Gloria looked about her curiously, though her heart was beating fast. The man was familiar to her, dear to her in many ways, and over much in her life. The place where he lived contained a part of him which she did not know. Her breath came quickly in the anticipation of an emotion greater even than what she had felt already, but her eyes wandered in curiosity from one object to another. Suddenly she heard the loud cracking of breaking wood. There was a blaze of paper from the fireplace, illuminating all the room, and some light pieces he was throwing on kindled quickly. He was breaking them—she looked—it was one of the rush-bottomed chairs.
"What are you doing?" she cried, leaning suddenly far forward.
"Making a good fire," he answered. "There happened to be only one bit of wood in my box, so I am taking these things."
He broke the legs and the rails of the chair in his hands, as a child would break twigs, and heaped them up upon the blaze.
"There are five more," he observed. "They will make a good fire."
He arranged the burning mass to suit him, looked at it, and then turned.
"You ought to be a little nearer," he said, and he lifted the chair with her in it and set her before the fireplace.

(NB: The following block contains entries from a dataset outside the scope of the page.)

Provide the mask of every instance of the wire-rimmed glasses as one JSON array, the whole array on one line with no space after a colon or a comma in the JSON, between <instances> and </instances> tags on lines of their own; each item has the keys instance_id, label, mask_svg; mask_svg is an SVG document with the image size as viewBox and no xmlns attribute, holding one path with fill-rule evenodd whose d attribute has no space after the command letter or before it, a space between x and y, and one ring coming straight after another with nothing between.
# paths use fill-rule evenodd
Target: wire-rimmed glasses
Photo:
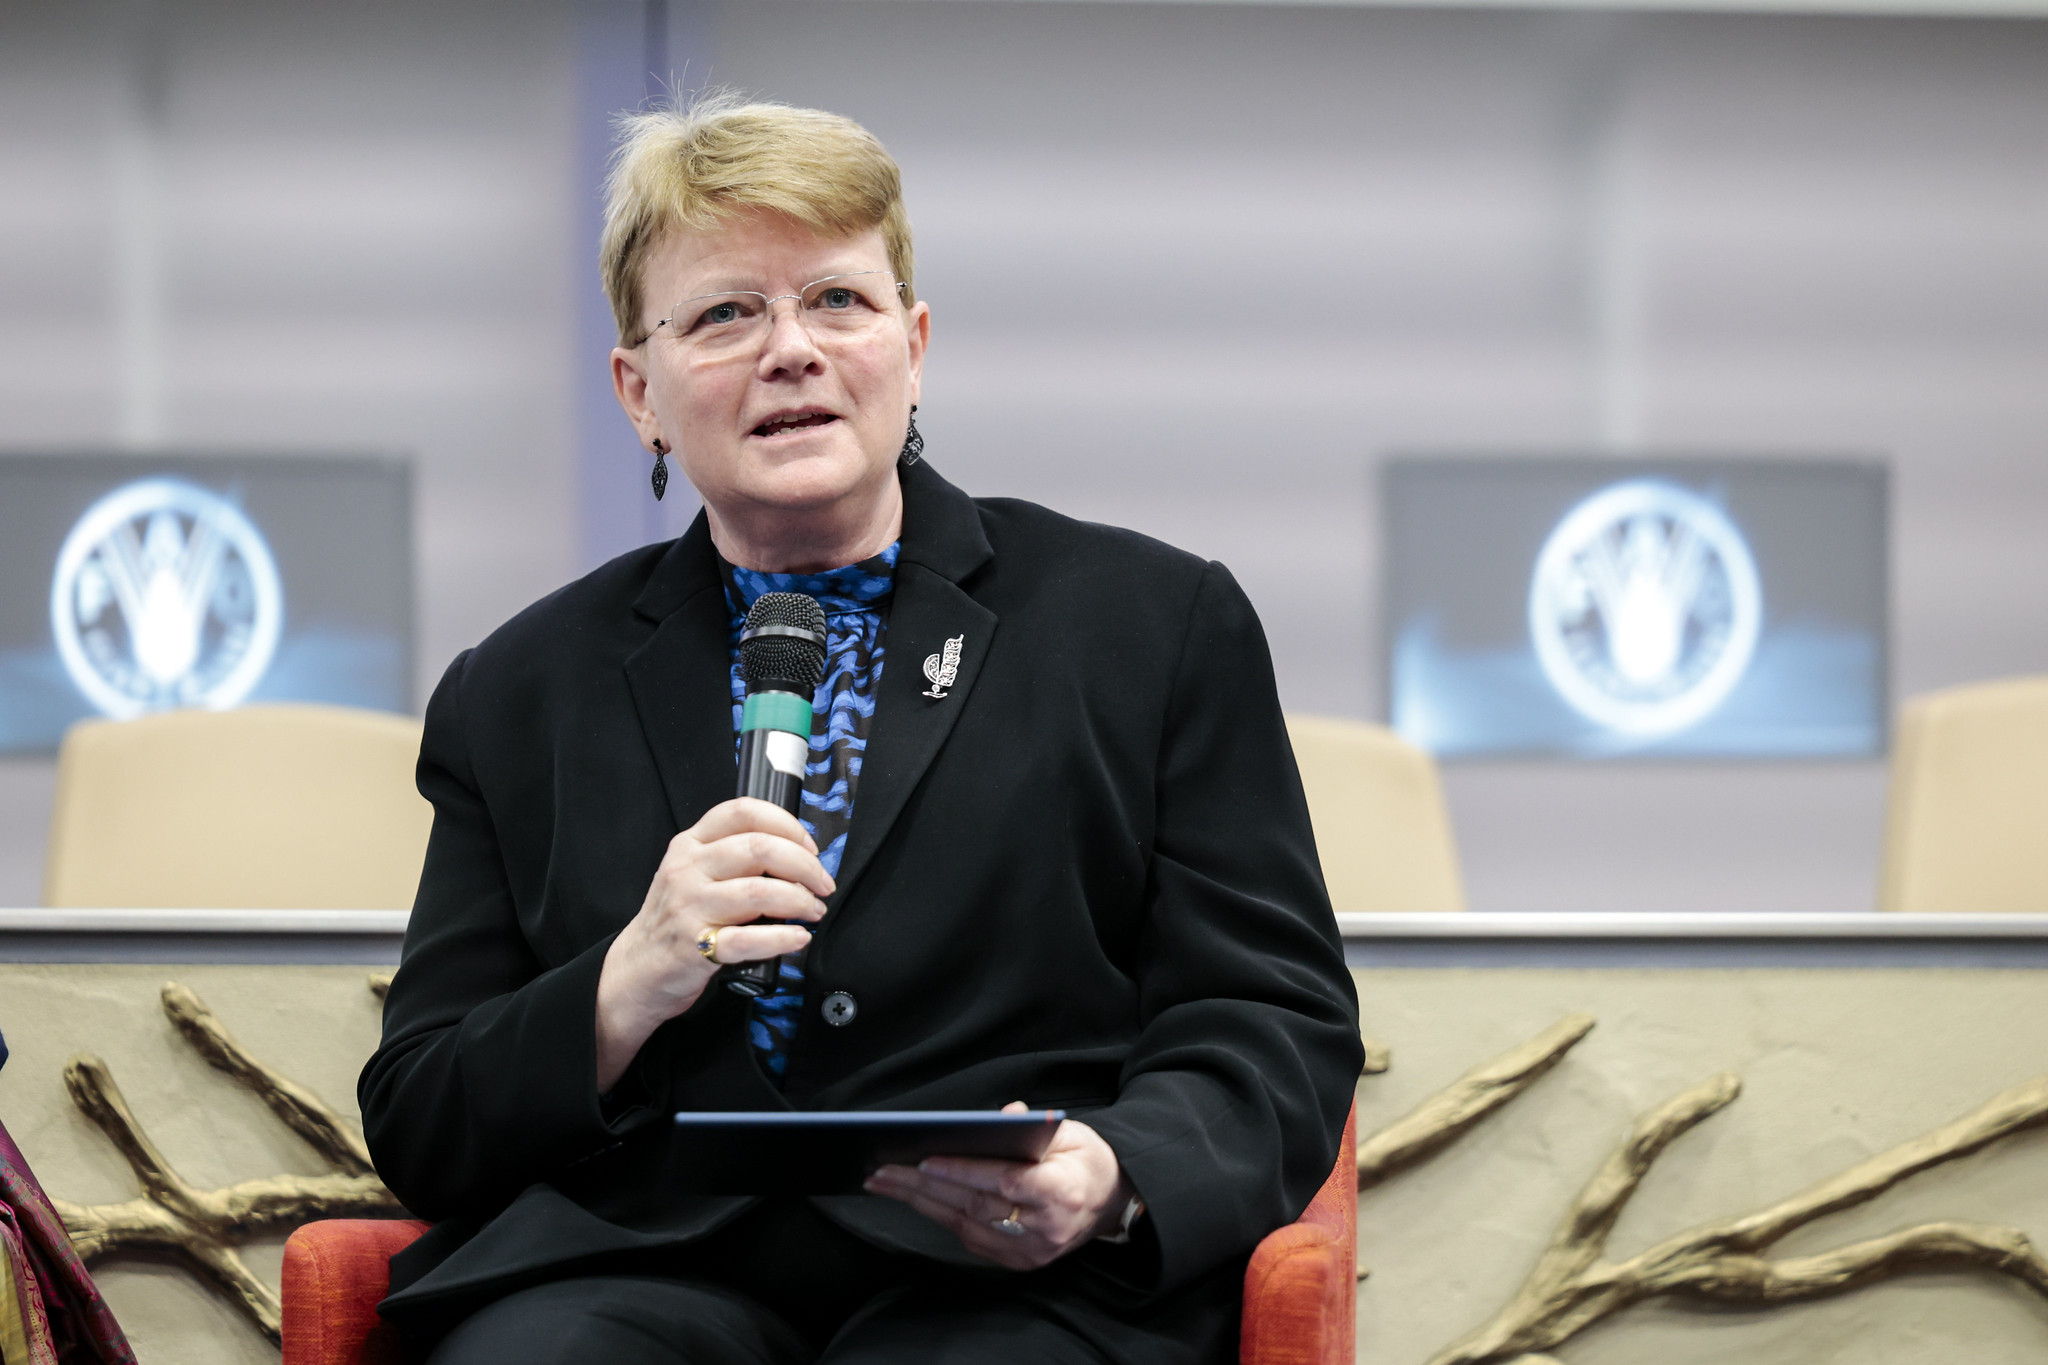
<instances>
[{"instance_id":1,"label":"wire-rimmed glasses","mask_svg":"<svg viewBox=\"0 0 2048 1365\"><path fill-rule=\"evenodd\" d=\"M665 332L707 358L738 355L760 348L772 326L770 309L778 300L795 299L797 320L814 339L849 340L879 327L900 305L904 287L886 270L856 270L812 280L794 294L764 294L757 289L698 294L669 309L647 335Z\"/></svg>"}]
</instances>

It had all looked and felt desperately desolate half a minute earlier. It was changed now. He went to a corner and filled a small glass with wine from a straw-covered flask and brought it to her. She thanked him with her eyes and drank half of it eagerly. He knelt down before the fire again, for as the paper burned away underneath, the light sticks fell inward and might go out. When he had arranged it all again, he looked round and met her eyes, still kneeling.
"Is that better?" he asked quietly.
"You are so good," said Gloria, letting her eyelids droop as she looked from him to the pleasant flame.